A ADC proposta pela União representa um dos mais relevantes embates tributários da década. Sua eventual procedência significaria a consolidação de uma leitura maximalista da base de cálculo do PIS e da Cofins, em frontal contradição com o entendimento firmado pelo STF no Tema 69 da Repercussão Geral.
O debate transcende a mera definição de um critério contábil ou metodológico, envolvendo a própria coerência estrutural do sistema constitucional tributário. O Supremo Tribunal Federal terá que decidir entre duas perspectivas opostas: de um lado, a preservação de receitas públicas imediatas; de outro, a observância aos preceitos constitucionais e aos direitos fundamentais dos contribuintes.
As consequências, todavia, não se limitam à esfera arrecadatória. A decisão terá impacto direto na confiança dos contribuintes nas instituições, na previsibilidade das relações econômicas e na estabilidade das normas tributárias. Eventual acolhimento dos argumentos da União reforçaria a percepção de que a busca por receitas de curto prazo pode se sobrepor à coerência das normas constitucionais, agravando a já elevada insegurança jurídica.
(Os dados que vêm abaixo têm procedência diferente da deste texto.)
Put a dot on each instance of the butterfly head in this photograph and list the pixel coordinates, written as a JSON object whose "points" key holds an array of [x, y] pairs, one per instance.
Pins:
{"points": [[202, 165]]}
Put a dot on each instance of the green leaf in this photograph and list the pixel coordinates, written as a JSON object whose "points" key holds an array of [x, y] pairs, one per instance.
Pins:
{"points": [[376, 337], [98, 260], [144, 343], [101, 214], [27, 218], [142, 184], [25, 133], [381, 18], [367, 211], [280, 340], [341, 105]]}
Por outro lado, a reafirmação do entendimento consolidado no Tema 69 significará não apenas a proteção de direitos individuais, mas também o fortalecimento do Estado Democrático de Direito, a valorização da segurança jurídica e a sinalização de que a reforma tributária aprovada representa um marco de racionalidade e não um ponto de retrocesso. Ao STF caberá, portanto, decidir se o futuro do sistema tributário brasileiro será pautado pela coerência constitucional e pela previsibilidade, ou pela manutenção de práticas arrecadatórias incompatíveis com o próprio texto constitucional.